Pliability and Approximating Max-CSPs

TL;DR

This paper introduces the concept of treewidth-pliability, providing a unified polynomial-time approximation scheme for a broad class of Max-2-CSPs and related problems, extending existing techniques to new graph classes.

Contribution

It defines treewidth-pliability as a sufficient condition for approximation, unifying Baker's layering and Szemerédi's regularity lemma approaches, and explores its connections to graph theory concepts.

Findings

Provides a polynomial-time approximation scheme for Max-2-CSPs under treewidth-pliability.

Extends applicability of approximation techniques to new classes of graphs.
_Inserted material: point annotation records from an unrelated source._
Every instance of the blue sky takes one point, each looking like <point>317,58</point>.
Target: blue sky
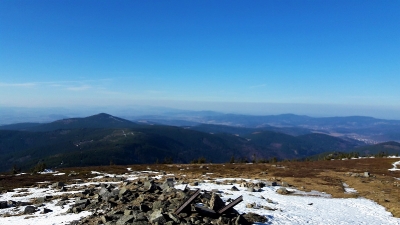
<point>307,57</point>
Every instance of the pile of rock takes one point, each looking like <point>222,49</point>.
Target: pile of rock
<point>365,174</point>
<point>149,202</point>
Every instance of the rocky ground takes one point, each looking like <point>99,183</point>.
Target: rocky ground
<point>154,194</point>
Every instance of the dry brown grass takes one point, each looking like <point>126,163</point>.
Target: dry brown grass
<point>324,176</point>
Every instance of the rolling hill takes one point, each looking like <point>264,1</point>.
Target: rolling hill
<point>103,139</point>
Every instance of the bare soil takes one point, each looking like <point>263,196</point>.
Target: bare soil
<point>324,176</point>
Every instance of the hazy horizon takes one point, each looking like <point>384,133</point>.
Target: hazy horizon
<point>315,58</point>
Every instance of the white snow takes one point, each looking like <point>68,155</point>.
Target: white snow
<point>348,189</point>
<point>297,208</point>
<point>395,168</point>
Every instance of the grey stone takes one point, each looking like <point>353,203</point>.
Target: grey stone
<point>125,219</point>
<point>29,209</point>
<point>3,204</point>
<point>61,203</point>
<point>234,188</point>
<point>40,200</point>
<point>254,218</point>
<point>284,184</point>
<point>282,191</point>
<point>216,202</point>
<point>250,189</point>
<point>45,210</point>
<point>157,217</point>
<point>174,217</point>
<point>58,185</point>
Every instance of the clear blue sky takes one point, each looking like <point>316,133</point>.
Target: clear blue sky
<point>238,56</point>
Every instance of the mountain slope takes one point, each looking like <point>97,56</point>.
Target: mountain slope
<point>101,120</point>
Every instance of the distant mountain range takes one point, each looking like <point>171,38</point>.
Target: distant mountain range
<point>103,139</point>
<point>366,129</point>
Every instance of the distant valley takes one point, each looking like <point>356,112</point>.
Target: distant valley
<point>104,139</point>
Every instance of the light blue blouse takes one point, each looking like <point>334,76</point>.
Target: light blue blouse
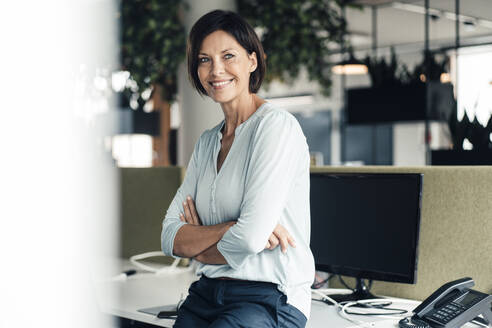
<point>263,181</point>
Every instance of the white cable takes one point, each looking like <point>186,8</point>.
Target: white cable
<point>171,269</point>
<point>342,308</point>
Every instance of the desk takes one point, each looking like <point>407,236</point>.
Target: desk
<point>123,299</point>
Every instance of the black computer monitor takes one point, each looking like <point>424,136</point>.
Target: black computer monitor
<point>366,225</point>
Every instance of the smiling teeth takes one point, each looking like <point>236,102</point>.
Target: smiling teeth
<point>218,84</point>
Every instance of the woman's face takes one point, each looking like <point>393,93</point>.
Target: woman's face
<point>224,67</point>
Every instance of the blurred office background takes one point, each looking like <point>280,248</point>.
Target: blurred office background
<point>92,88</point>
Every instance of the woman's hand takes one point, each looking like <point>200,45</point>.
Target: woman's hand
<point>281,236</point>
<point>190,214</point>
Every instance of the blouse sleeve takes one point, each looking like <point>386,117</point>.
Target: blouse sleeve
<point>172,223</point>
<point>278,148</point>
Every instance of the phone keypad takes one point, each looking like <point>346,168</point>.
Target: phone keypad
<point>446,313</point>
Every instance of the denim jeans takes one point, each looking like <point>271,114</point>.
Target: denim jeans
<point>232,303</point>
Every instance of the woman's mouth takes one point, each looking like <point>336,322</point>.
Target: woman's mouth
<point>220,84</point>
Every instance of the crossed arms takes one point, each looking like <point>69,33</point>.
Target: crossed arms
<point>200,242</point>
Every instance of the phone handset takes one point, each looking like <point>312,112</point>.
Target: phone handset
<point>451,306</point>
<point>445,293</point>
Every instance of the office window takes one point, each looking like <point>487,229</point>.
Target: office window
<point>132,150</point>
<point>475,83</point>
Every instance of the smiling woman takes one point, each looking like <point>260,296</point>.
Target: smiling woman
<point>245,193</point>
Shows the condition cannot be used for exact solutions in general.

Abstract

We identify a sufficient condition, treewidth-pliability, that gives a polynomial-time algorithm for an arbitrarily good approximation of the optimal value in a large class of Max-2-CSPs parameterised by the class of allowed constraint graphs (with arbitrary constraints on an unbounded alphabet). Our result applies more generally to the maximum homomorphism problem between two rational-valued structures. The condition unifies the two main approaches for designing a polynomial-time approximation scheme. One is Baker's layering technique, which applies to sparse graphs such as planar or excluded-minor graphs. The other is based on Szemer\'edi's regularity lemma and applies to dense graphs. We extend the applicability of both techniques to new classes of Max-CSPs. On the other hand, we prove that the condition cannot be used to find solutions (as opposed to approximating the optimal value) in general. Treewidth-pliability turns out to be a robust notion that can be defined in several equivalent ways, including characterisations via size, treedepth, or the Hadwiger number. We show connections to the notions of fractional-treewidth-fragility from structural graph theory, hyperfiniteness from the area of property testing, and regularity partitions from the theory of dense graph limits. These may be of independent interest. In particular we show that a monotone class of graphs is hyperfinite if and only if it is fractionally-treewidth-fragile and has bounded degree.